$ a=a_{1}+....+a_{k-1} \leq 100 \leq a_{1}+....+a_{k-1}+a_{k}=b $. then the defect will be the minimum between $ 100-a $ and $ b-100 $. then will be $ \leq (b-a)/2 \leq 3/2 $. the maximum can be attained for example $ a_{1}=...=a_{32}=3,a_{33}=2.5,a_{34}=3 $.

Sadly its defect would be 1 instead; the subsequence is all the 3. You have a misunderstanding of the definition of subsequence.

do you want to say that a subsequence is any sequence of the form $ a_{i_{1}}, a_{i_{2}},.....,a_{i_{t}} $ where $ i_{1}<i_{2}<.....<i_{t} $?

I'm confused. can somebody explain what is a subsequence in this case?
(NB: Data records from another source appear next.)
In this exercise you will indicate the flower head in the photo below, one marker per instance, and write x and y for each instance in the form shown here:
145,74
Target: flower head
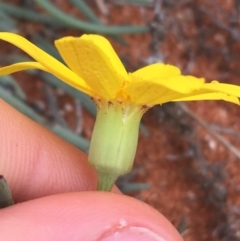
94,68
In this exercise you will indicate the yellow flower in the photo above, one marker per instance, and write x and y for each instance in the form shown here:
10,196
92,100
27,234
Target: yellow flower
121,97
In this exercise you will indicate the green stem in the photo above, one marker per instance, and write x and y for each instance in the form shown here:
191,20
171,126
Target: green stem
105,181
114,141
89,27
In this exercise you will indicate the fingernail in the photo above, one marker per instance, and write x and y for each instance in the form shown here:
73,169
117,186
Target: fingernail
132,234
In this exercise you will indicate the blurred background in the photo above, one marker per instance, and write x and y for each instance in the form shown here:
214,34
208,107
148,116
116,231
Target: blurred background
188,159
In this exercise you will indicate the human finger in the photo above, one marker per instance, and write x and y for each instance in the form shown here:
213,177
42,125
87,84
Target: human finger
92,216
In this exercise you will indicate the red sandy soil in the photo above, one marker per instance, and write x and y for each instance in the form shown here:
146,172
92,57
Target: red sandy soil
194,179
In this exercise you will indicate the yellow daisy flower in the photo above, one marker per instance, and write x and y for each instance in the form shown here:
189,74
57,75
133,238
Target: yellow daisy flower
94,68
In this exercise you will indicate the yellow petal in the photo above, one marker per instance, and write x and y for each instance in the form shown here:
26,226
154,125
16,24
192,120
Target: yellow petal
157,71
50,64
93,58
157,91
The answer is $\boxed{\frac{100}{67}}$. To see that $\frac{100}{67}$ can indeed be attained, just take a constant sequence of $34$ terms all equal to $\frac{200}{67}$. The sum of any subsequence is of the form $\frac{200k}{67}$ for some integer $k$, and $\left|\frac{200k}{67}-100\right|=\frac{100}{67}|2k-67|\geq\frac{100}{67}$, with equality if $k=34$. Now it remains to prove that given any sequence $a_1, \ldots, a_n$ of real numbers such that $0\leq a_i\leq 3$ for each $i$ and $a_1+\cdots+a_n\geq 100$, we can find a subsequence whose sum $S$ satisfies $|S-100|\leq\frac{100}{67}$. WLOG assume $a_1\geq\cdots\geq a_n$ and denote by $m$ the smallest integer such that $$a_1+\cdots+a_m\geq 100\text{.}$$Clearly $a_1+\cdots+a_m\leq 3m$, hence $3m\geq 100$ and $m\geq 34$. Case 1: $a_m\leq\frac{200}{67}$. Let $S_1=a_1+\cdots+a_{m-1}$ and $S_2=a_1+\cdots+a_m$. By the minimality of $m$ we have $S_1<100$, and $S_2\geq 100$ by construction. Hence $$|S_1-100|+|S_2-100|=(100-(a_1+\cdots+a_{m-1}))+((a_1+\cdots+a_m)-100)=a_m\text{.}$$Since $a_m\leq\frac{200}{67}$ according to our hypothesis, it follows that one of the numbers $|S_1-100|$ and $|S_2-100|$ is at most $\frac{100}{67}$, and the result follows. Case 2: $a_m>\frac{200}{67}$. Then all numbers $a_1, \ldots, a_m$ are greater than $\frac{200}{67}$. Thus (recall that $m\geq 34$), $$a_1+\cdots+a_{34}>34\cdot\frac{200}{67}>100$$hence $m=34$. Now let $$S=a_1+\cdots+a_{33}\text{.}$$We have $S>33\cdot\frac{200}{67}=100-\frac{100}{67}$. Since $S<100$, it follows that $|S-100|<\frac{100}{67}$, and the result follows again.